Philanthropy & Environmental Change: Why Gore Chose I-banking over Non-Profit


"It certainly was not for the money," writes Susan Raymond of the philanthropic consulting firm Changing Our World (see onPhilanthropy), since 100% of former Vice President Al Gore's salary will be donated to the Alliance for Climate Protection.

"Rather, Mr. Gore's new affiliation with Kleiner Perkins Caufield & Byers, announced on November 12, reflects the evolution, and even maturation, of the environment as a matter of for-profit markets rather than as a matter of nonprofit endeavor."

Readers of this blog know I have been skeptical about the ability of the philanthropic capital market to address the growing and pervasive environmental problems we face. Ms. Raymond, whose opinions I have quoted before, adds some numbers to the argument:

1.) On the nonprofit side and in the U.S., an estimated $6 billion flows to environmental causes. This represents more than a tripling of funding in the last 20 years. Still, that $6 billion represents just 2% of all philanthropic giving. An examination of the grant making of private foundations finds a similar pattern.

2.) In 1998, foundations made nearly 5000 grants to the environment totaling $455 million. By 2005, that had increased to 6500 grants for over $800 million. Yet, environment as a percentage of all grants remained at 5%, and the portion of total grant value only increased to 5% from 4.7%.

Now to the other side,

1.) The total value of the global environmental technologies market is $600 billion, 100 times the size of environmental philanthropy.

2.) Environmental technology and services companies represent over 1.4 million jobs in the U.S. in 115,000 private companies. And those markets are growing as the drive for environmental protection spurs innovation and new technologies.

But "technology is increasingly the least of the market," writes Raymond. "Pollution, water rights, and even biodiversity are themselves becoming financial markets....the market for SO2 allowances is valued at $4 billion, with swaps, puts and calls, and emissions allowances are used as collateral, being loaned or swapped for other pollutants. And pollution? In the U.S. SO2 emissions are on track to fall to half their 1980 levels by 2010."

Raymond goes on to note that "some financial observers expect the environmental commodities market to have a valuation of $1 trillion by the end of 2012."

Payments for ecosystem benefits is also making progress, albeit slowly. Raymond cites a Costa Rican example, wherein "forest owners are paid for the environmental services provided by their bio-assets, carbon, biodiversity, watershed management, and natural beauty. In the decade 1996 to 2005, the program preserved the forests and increased household income by 15%."

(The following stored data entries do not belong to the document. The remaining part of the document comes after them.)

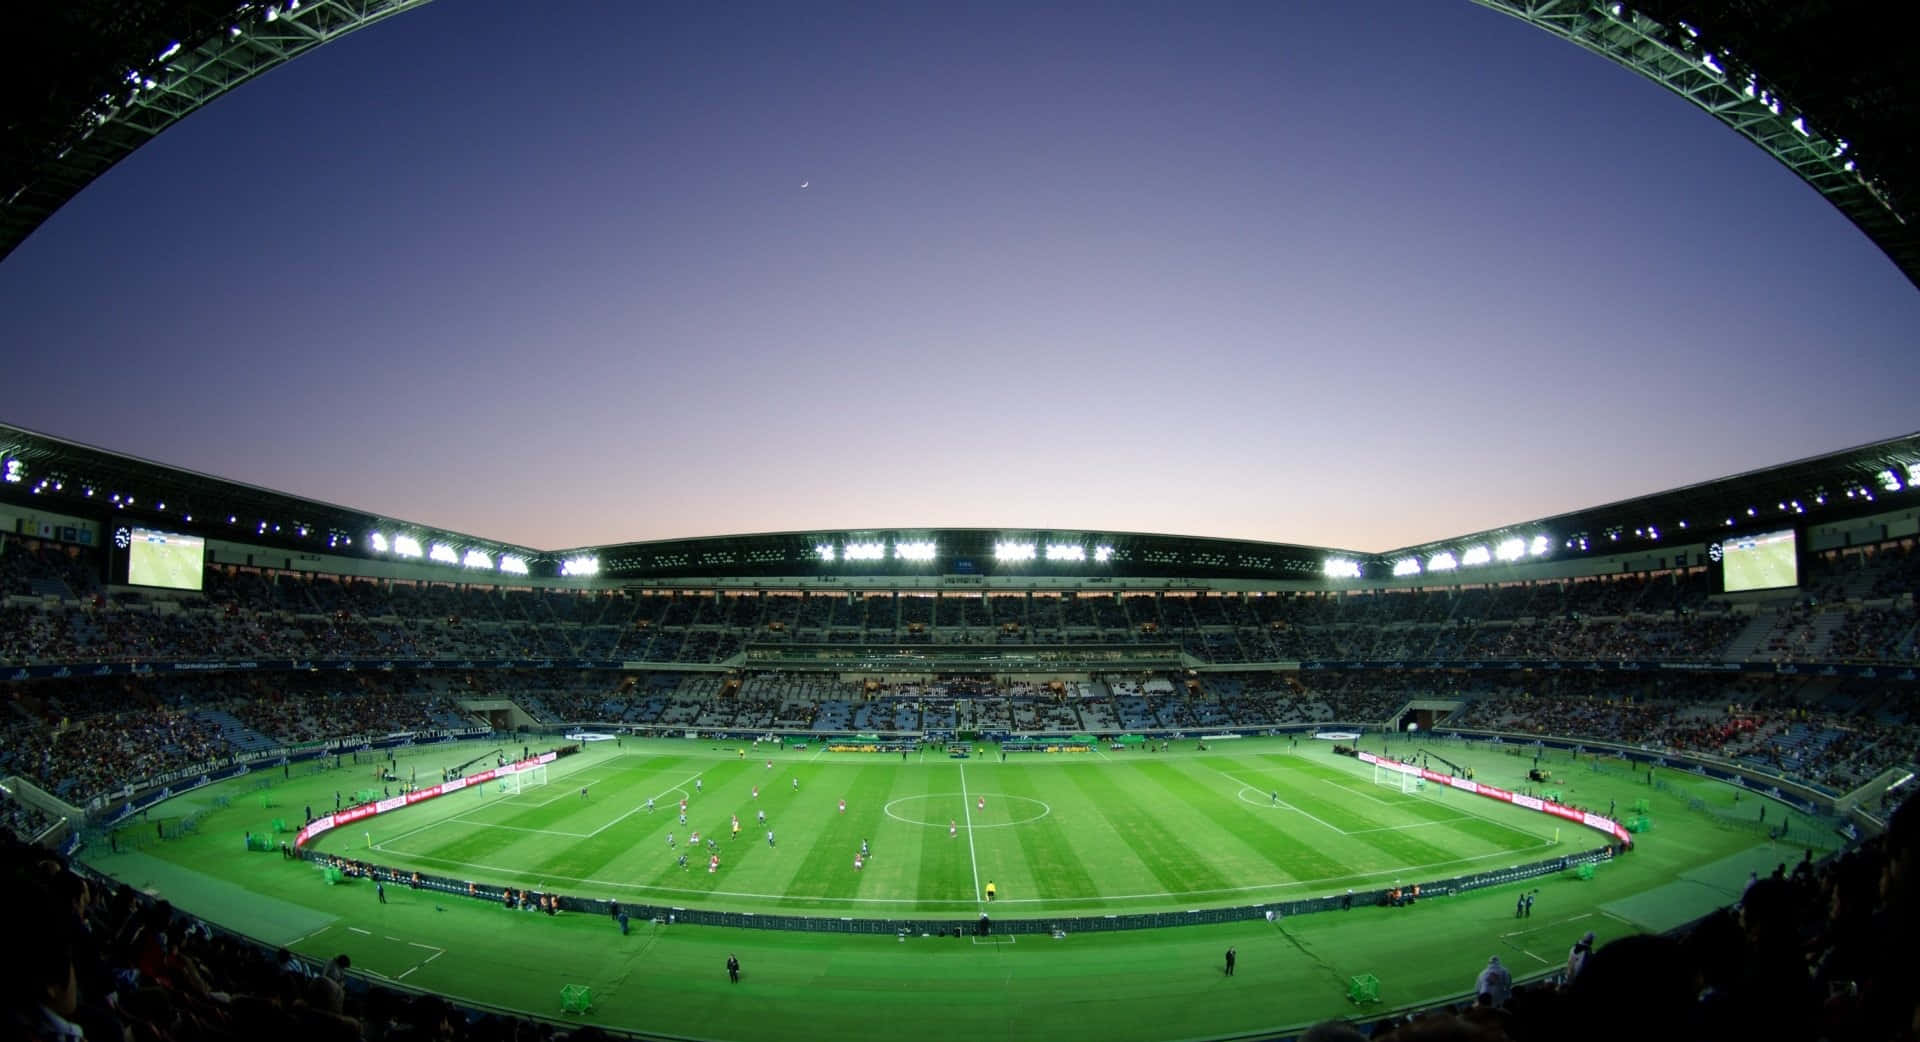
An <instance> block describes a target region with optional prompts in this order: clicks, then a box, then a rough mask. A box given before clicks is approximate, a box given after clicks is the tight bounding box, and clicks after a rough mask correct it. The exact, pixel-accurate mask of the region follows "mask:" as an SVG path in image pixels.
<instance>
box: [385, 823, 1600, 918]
mask: <svg viewBox="0 0 1920 1042" xmlns="http://www.w3.org/2000/svg"><path fill="white" fill-rule="evenodd" d="M1546 846H1553V841H1540V842H1538V844H1536V846H1534V850H1538V848H1546ZM1521 854H1524V850H1494V852H1492V854H1475V856H1471V858H1452V860H1446V862H1428V864H1425V865H1400V867H1388V869H1377V871H1356V873H1348V875H1340V877H1334V881H1338V883H1346V881H1350V879H1384V877H1404V875H1407V873H1409V871H1425V869H1436V867H1448V865H1465V864H1473V862H1486V860H1492V858H1519V856H1521ZM409 858H413V860H417V862H432V864H440V865H449V867H468V869H480V871H497V873H503V875H511V877H515V879H534V877H536V875H534V873H530V871H524V869H515V867H505V865H488V864H482V862H455V860H453V858H434V856H430V854H409ZM538 879H541V881H549V879H553V881H563V883H586V885H589V887H616V888H620V890H645V892H657V894H705V896H716V898H756V900H774V902H780V900H820V898H789V896H787V894H758V892H753V890H705V888H693V887H655V885H651V883H626V881H620V879H593V877H584V875H551V873H541V875H540V877H538ZM1327 883H1329V881H1327V879H1296V881H1290V883H1256V885H1250V887H1215V888H1210V890H1181V892H1173V890H1160V892H1150V894H1102V896H1096V898H1075V900H1085V902H1089V904H1102V902H1116V900H1165V898H1206V896H1231V894H1248V892H1254V890H1304V888H1309V887H1325V885H1327ZM1329 896H1331V894H1329ZM833 900H837V902H847V904H895V906H912V904H945V906H975V908H977V906H979V902H977V900H935V898H833ZM1058 900H1060V898H1002V900H996V902H993V904H1044V902H1058ZM1607 915H1613V913H1611V912H1609V913H1607ZM1613 917H1615V919H1619V915H1613ZM1620 921H1622V923H1632V919H1620Z"/></svg>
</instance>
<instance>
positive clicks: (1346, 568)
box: [1321, 557, 1359, 580]
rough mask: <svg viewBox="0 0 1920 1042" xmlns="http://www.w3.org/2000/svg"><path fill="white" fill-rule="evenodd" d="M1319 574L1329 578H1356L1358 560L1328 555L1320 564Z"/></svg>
mask: <svg viewBox="0 0 1920 1042" xmlns="http://www.w3.org/2000/svg"><path fill="white" fill-rule="evenodd" d="M1321 574H1323V576H1327V578H1329V580H1357V578H1359V562H1357V560H1348V558H1344V557H1329V558H1327V562H1325V564H1321Z"/></svg>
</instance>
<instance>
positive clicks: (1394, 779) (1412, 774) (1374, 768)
mask: <svg viewBox="0 0 1920 1042" xmlns="http://www.w3.org/2000/svg"><path fill="white" fill-rule="evenodd" d="M1373 783H1375V785H1384V787H1386V789H1400V791H1402V793H1419V791H1421V789H1427V779H1425V777H1421V775H1417V773H1407V771H1402V770H1396V768H1388V766H1386V764H1375V766H1373Z"/></svg>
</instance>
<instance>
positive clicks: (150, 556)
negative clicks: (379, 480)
mask: <svg viewBox="0 0 1920 1042" xmlns="http://www.w3.org/2000/svg"><path fill="white" fill-rule="evenodd" d="M129 535H131V537H129V541H127V581H129V583H132V585H163V587H167V589H200V581H202V570H204V566H205V557H207V541H205V539H202V537H200V535H180V533H179V532H159V530H156V528H134V530H132V532H129Z"/></svg>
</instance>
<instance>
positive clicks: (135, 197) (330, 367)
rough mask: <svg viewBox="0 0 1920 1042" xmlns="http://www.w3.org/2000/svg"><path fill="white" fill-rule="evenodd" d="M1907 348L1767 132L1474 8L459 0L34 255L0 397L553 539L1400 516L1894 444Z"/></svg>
mask: <svg viewBox="0 0 1920 1042" xmlns="http://www.w3.org/2000/svg"><path fill="white" fill-rule="evenodd" d="M803 182H810V186H808V188H804V190H803V188H801V184H803ZM1916 347H1920V294H1916V292H1914V288H1912V286H1910V284H1908V282H1907V278H1905V276H1901V272H1899V271H1897V269H1895V267H1893V263H1891V261H1887V259H1885V257H1884V255H1882V253H1880V249H1878V248H1874V246H1872V244H1870V242H1868V240H1866V238H1864V236H1862V234H1860V232H1859V230H1855V228H1853V225H1849V223H1847V221H1845V219H1843V217H1841V215H1839V213H1837V211H1834V209H1832V207H1830V205H1828V203H1826V201H1822V200H1820V198H1818V196H1816V194H1814V192H1812V190H1811V188H1807V186H1805V184H1803V182H1799V180H1797V178H1795V177H1791V175H1789V173H1788V171H1786V169H1784V167H1780V165H1778V163H1774V161H1772V159H1770V157H1768V155H1764V154H1763V152H1759V150H1757V148H1753V146H1749V144H1747V142H1745V140H1741V138H1738V136H1736V134H1734V132H1732V130H1726V129H1722V127H1720V125H1718V123H1715V121H1713V119H1711V117H1707V115H1705V113H1701V111H1697V109H1693V107H1692V106H1690V104H1686V102H1682V100H1680V98H1676V96H1672V94H1668V92H1665V90H1663V88H1659V86H1655V84H1651V83H1645V81H1642V79H1638V77H1634V75H1630V73H1626V71H1624V69H1619V67H1615V65H1611V63H1607V61H1603V59H1599V58H1594V56H1590V54H1586V52H1582V50H1576V48H1572V46H1569V44H1563V42H1559V40H1555V38H1551V36H1548V35H1544V33H1540V31H1534V29H1528V27H1526V25H1521V23H1519V21H1513V19H1507V17H1505V15H1498V13H1494V12H1486V10H1480V8H1476V6H1473V4H1469V2H1467V0H1384V2H1371V4H1300V2H1292V4H1140V6H1133V4H1087V6H1056V4H1046V6H1035V4H989V2H983V4H918V2H916V4H804V6H803V4H764V6H762V4H739V2H735V4H724V6H718V4H687V2H682V4H605V2H586V0H578V2H561V0H549V2H541V4H526V2H516V0H444V2H440V4H430V6H428V8H424V10H420V12H415V13H407V15H399V17H394V19H390V21H386V23H380V25H374V27H371V29H367V31H361V33H355V35H351V36H348V38H344V40H340V42H336V44H330V46H324V48H319V50H317V52H313V54H309V56H305V58H301V59H298V61H294V63H290V65H286V67H282V69H276V71H273V73H267V75H265V77H261V79H259V81H255V83H250V84H246V86H242V88H238V90H234V92H232V94H228V96H227V98H223V100H219V102H215V104H213V106H209V107H207V109H204V111H200V113H196V115H192V117H188V119H186V121H182V123H180V125H177V127H175V129H171V130H167V132H165V134H161V136H159V138H157V140H154V142H152V144H148V146H146V148H142V150H140V152H136V154H134V155H132V157H129V159H127V161H123V163H121V165H119V167H115V169H113V171H109V173H108V175H106V177H104V178H100V180H98V182H96V184H94V186H92V188H88V190H86V192H83V194H81V196H79V198H77V200H75V201H73V203H69V205H67V207H65V209H63V211H60V213H58V215H56V217H54V219H52V221H48V223H46V225H44V226H42V228H40V230H38V232H36V234H35V236H33V238H31V240H27V244H25V246H21V248H19V249H17V251H15V253H13V255H12V257H10V259H6V261H4V263H0V359H4V370H6V380H4V386H6V388H8V391H6V395H4V397H0V418H4V420H8V422H15V424H19V426H27V428H35V430H42V432H48V434H56V436H63V438H73V439H81V441H86V443H94V445H102V447H108V449H115V451H123V453H131V455H138V457H146V459H154V461H161V462H169V464H177V466H188V468H196V470H204V472H211V474H219V476H223V478H234V480H242V482H250V484H259V485H267V487H275V489H284V491H290V493H296V495H307V497H315V499H324V501H332V503H340V505H348V507H359V509H367V510H378V512H384V514H390V516H396V518H405V520H415V522H422V524H434V526H444V528H451V530H457V532H468V533H474V535H484V537H492V539H505V541H513V543H522V545H530V547H536V549H561V547H576V545H595V543H612V541H626V539H664V537H684V535H718V533H732V532H778V530H810V528H895V526H968V528H998V526H1006V528H1087V530H1121V532H1135V530H1137V532H1175V533H1192V535H1221V537H1248V539H1273V541H1286V543H1309V545H1329V547H1344V549H1357V551H1386V549H1394V547H1402V545H1407V543H1417V541H1425V539H1438V537H1448V535H1457V533H1465V532H1475V530H1482V528H1490V526H1498V524H1507V522H1521V520H1530V518H1536V516H1548V514H1555V512H1563V510H1572V509H1580V507H1590V505H1597V503H1607V501H1615V499H1626V497H1634V495H1644V493H1651V491H1659V489H1667V487H1674V485H1682V484H1692V482H1699V480H1711V478H1718V476H1726V474H1734V472H1740V470H1749V468H1757V466H1768V464H1776V462H1786V461H1791V459H1799V457H1807V455H1816V453H1826V451H1834V449H1843V447H1849V445H1857V443H1862V441H1874V439H1880V438H1891V436H1901V434H1908V432H1912V430H1916V428H1920V424H1916V422H1914V418H1916V416H1920V409H1916V407H1914V391H1916V390H1920V378H1916V367H1914V359H1916Z"/></svg>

And, as I've reported previously, some big name players, such as David Brand, founder of New Forests Pty Limited, and Priceline.com co-founder Jessie Fink, are getting into the game.

This is not to say that the non-profit approach to environmental change is dead in the water. But I think it's important to take notice of the emerging market being created from the intersection of financial innovation and environmental private action.

If it all leads to an accelerated response to global environmental issues -- water, climate change, or biodiversity loss -- then perhaps the market herd will move to greener pastures.

23 August 2007

Ecosystem Benefits: Brand and Fink Creating Markets for Nature's Services

Next month's Wired Magazine features a piece by David Wolman on efforts by "eco-capitalists" to create new markets for the life-sustaining services provided by Nature. That's right. Call it natural capital, ecosystem services (see my earlier post on that subject), environmental markets, ecological assets, or as my former colleague John Kinch and I coined it, ecosystem benefits. Whatever. These are the services provided by nature free of charge -- or free until now.

In an effort to create viable markets for such services as clean water, storm surge protection, and greenhouse gas build-up, people like David Brand, founder of New Forests Pty Limited, and Priceline.com cofounder Jessie Fink, among others, "are betting that successful trading of carbon will kick-start the creation of other cap-and-trade systems for ecological services like watershed protection, biodiversity, and erosion control."